Кинжал вошел в тело как в масло. Черный издал сдавленный рык, вцепился клешнями в горло, но сжать, как следует, уже не хватило сил.

Спину Крука будто бы обожгло огнем. Голова сама собой запрокинулась вверх, и Степан провалился в пустоту. Но, к сожалению, сознания не потерял…

Его долго молча били армейскими ботинками. Крук знал, что это именно армейские ботинки. Нет, он не успел обратить внимание, во что были обуты нападавшие. Когда-то его, как и всех бойцов в организации, учили рукопашному бою. Знающие люди подтвердят: тот, кто разок попробовал на себе ласковое прикосновение этой "обувки", не забудет этого никогда.

Чьи-то крепкие руки подхватили его под мышки и поволокли. В лицо дунул порыв свежего ветра. Он слушал голоса, но разбирал слова с огромным трудом. Ему казалось, что он лежит на пологом берегу реки, воды которой покрыты плотным туманом. Он не знает, далеко ли до противоположного берега. Но на том берегу кто-то говорит, и он их слышит, только не все слова долетают до него.

"Всех посмотрели?… Че, только четверо осталось?… Варяг, ну долго ты там возиться будешь?… Надо же, а хорошо занялось… На одном поместятся?… О-хо-хо! Слышишь, кто-то с пулемета "долбит"!… "Ментовку", по-моему… Давай первого!… Не, не этого — это ихний командир…. Его я сам… Леший, блин, помоги, че стоишь…".

— Я тебя, мамкина норка, как Иуду, кишками наружу, — прошипел ему в ухо голос.

"Странно, — как-то отстраненно подумал Степан, — судя по всему, он меня ненавидит! А ведь мы с ним даже незнакомы".

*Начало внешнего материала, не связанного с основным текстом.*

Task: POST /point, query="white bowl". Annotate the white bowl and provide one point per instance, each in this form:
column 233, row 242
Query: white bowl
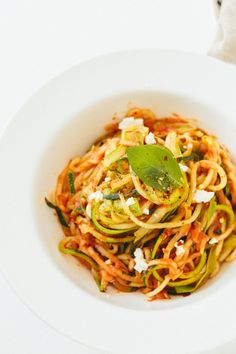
column 61, row 120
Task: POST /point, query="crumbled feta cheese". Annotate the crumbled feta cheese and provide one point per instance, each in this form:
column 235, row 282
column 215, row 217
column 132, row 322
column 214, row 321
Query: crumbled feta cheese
column 130, row 201
column 183, row 167
column 130, row 122
column 146, row 211
column 140, row 262
column 88, row 210
column 202, row 196
column 96, row 195
column 213, row 241
column 179, row 247
column 150, row 139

Отчего-то эта мысль показалась ему безумно смешной, и он засмеялся, беззвучно, извергая с каждым сокращением грудной клетки порцию крови. Ответом был удар ботинка по ребрам, уже превращенным в бесформенную массу из осколков костей и тканей.

Шею сдавила веревка, дышать стало трудней. Кто-то резким рывком поставил его на ноги. Низ живота пронизала острая, невыносимая боль, и почти сразу ноги оторвались от земли, а веревка беспощадно, не оставляя никаких шансов на спасение, сдавила горло.

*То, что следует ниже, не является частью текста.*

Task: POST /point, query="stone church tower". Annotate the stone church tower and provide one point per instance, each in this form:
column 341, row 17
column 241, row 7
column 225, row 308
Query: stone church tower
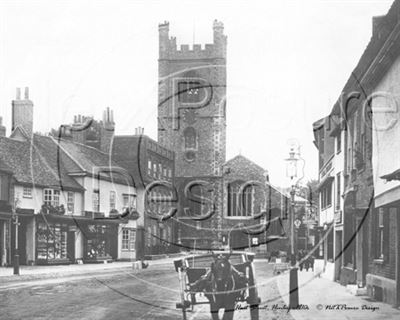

Через минуту двенадцать человек в черном повернули за угол. Четверо несли на плащ-палатке глухо стонущего раненого, еще двое словно мешки тащили на себе такие же, как и они сами, черные тела, а последний заметно прихрамывал на левую ногу. За их спинами остался пылающий штаб. Языки оранжевого пламени бросали яркий свет на улицу перед зданием, большой разлапистый каштан, и четыре трупа в форме с шевронами КОН, покачивающихся на большой ветке. У одного бойца из живота свисали на тротуар какие-то сине-красные лоскуты.